The above formulas are all formulas with dimensions removed and numerical values calculated, the formulas are formulas with a large amount of data collected for software simulation to obtain the latest real situation, and preset parameters in the formulas are set by those skilled in the art according to the actual situation.
In the description of the present specification, the descriptions of the terms "one embodiment," "example," "specific example," and the like, mean that a particular feature, structure, material, or characteristic described in connection with the embodiment or example is included in at least one embodiment or example of the present invention. In this specification, schematic representations of the above terms do not necessarily refer to the same embodiments or examples. Furthermore, the particular features, structures, materials, or characteristics described may be combined in any suitable manner in any one or more embodiments or examples.

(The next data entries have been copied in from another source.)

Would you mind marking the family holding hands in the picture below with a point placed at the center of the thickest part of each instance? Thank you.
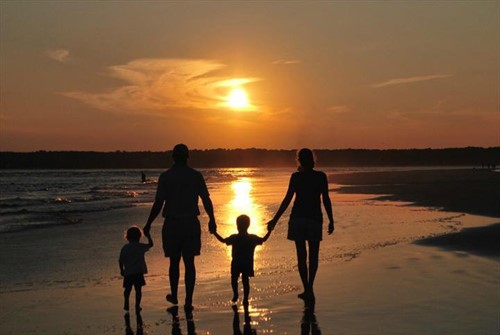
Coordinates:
(178, 191)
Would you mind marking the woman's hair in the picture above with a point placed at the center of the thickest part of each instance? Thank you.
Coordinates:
(134, 234)
(306, 159)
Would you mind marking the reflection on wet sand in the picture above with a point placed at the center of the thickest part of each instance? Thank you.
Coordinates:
(247, 325)
(176, 324)
(309, 324)
(128, 328)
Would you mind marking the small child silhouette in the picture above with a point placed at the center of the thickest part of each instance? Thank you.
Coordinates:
(133, 265)
(243, 246)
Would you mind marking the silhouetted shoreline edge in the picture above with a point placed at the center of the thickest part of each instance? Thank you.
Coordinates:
(252, 157)
(470, 191)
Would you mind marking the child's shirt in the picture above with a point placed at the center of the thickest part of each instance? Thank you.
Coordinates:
(243, 246)
(132, 258)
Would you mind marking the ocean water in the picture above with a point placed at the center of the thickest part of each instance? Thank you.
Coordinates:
(61, 233)
(65, 228)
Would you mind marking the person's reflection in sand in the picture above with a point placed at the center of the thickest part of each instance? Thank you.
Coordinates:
(176, 324)
(247, 327)
(309, 324)
(128, 328)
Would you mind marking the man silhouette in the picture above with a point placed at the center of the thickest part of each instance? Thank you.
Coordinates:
(177, 193)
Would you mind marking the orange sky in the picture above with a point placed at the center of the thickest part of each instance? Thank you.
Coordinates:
(125, 75)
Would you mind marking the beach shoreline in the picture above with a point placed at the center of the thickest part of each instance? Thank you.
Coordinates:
(441, 283)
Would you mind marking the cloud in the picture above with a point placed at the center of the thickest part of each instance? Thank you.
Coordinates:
(154, 85)
(286, 62)
(341, 109)
(399, 81)
(59, 55)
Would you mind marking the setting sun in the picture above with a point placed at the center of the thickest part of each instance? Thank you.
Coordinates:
(238, 99)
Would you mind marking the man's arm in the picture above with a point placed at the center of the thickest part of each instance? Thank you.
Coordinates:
(266, 237)
(209, 208)
(156, 209)
(150, 240)
(218, 237)
(120, 264)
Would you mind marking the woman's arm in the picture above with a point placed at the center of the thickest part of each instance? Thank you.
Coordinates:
(284, 205)
(327, 203)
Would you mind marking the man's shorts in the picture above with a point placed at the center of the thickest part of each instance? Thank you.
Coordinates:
(303, 229)
(136, 280)
(181, 237)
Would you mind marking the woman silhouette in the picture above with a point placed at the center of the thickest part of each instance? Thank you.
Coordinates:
(310, 187)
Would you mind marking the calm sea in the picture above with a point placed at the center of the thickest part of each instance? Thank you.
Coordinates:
(33, 199)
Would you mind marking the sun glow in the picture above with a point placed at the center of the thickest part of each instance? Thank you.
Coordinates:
(237, 99)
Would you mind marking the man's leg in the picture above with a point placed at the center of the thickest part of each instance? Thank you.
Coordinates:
(234, 285)
(246, 287)
(189, 279)
(173, 274)
(138, 297)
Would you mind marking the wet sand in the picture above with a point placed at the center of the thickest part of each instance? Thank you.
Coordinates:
(472, 191)
(405, 288)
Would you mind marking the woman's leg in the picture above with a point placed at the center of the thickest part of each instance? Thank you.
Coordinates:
(126, 295)
(138, 297)
(189, 279)
(173, 275)
(313, 263)
(302, 262)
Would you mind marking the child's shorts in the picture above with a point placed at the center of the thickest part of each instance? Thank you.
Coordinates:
(136, 280)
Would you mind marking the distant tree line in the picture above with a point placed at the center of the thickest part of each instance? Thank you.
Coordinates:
(470, 156)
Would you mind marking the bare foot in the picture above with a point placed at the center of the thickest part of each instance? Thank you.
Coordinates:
(170, 298)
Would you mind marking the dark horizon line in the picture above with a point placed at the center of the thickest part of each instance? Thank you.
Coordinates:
(249, 148)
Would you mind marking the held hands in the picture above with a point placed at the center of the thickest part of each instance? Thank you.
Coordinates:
(331, 228)
(146, 229)
(212, 226)
(271, 224)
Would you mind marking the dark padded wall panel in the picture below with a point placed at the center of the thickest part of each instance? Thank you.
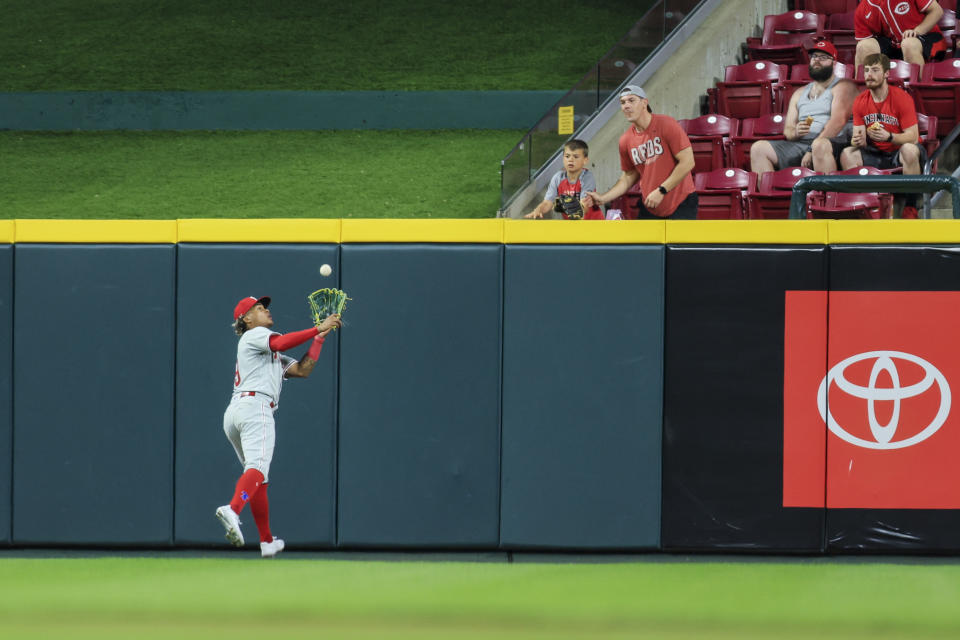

The preferred embodiments of the invention disclosed above are intended only to assist in the explanation of the invention. The preferred embodiments are not intended to be exhaustive or to limit the invention to the precise form disclosed. Obviously, many modifications and variations are possible in light of the above teaching. The embodiments were chosen and described in order to best explain the principles of the invention and the practical application, to thereby enable others skilled in the art to best understand and utilize the invention. The invention is limited only by the claims and the full scope and equivalents thereof.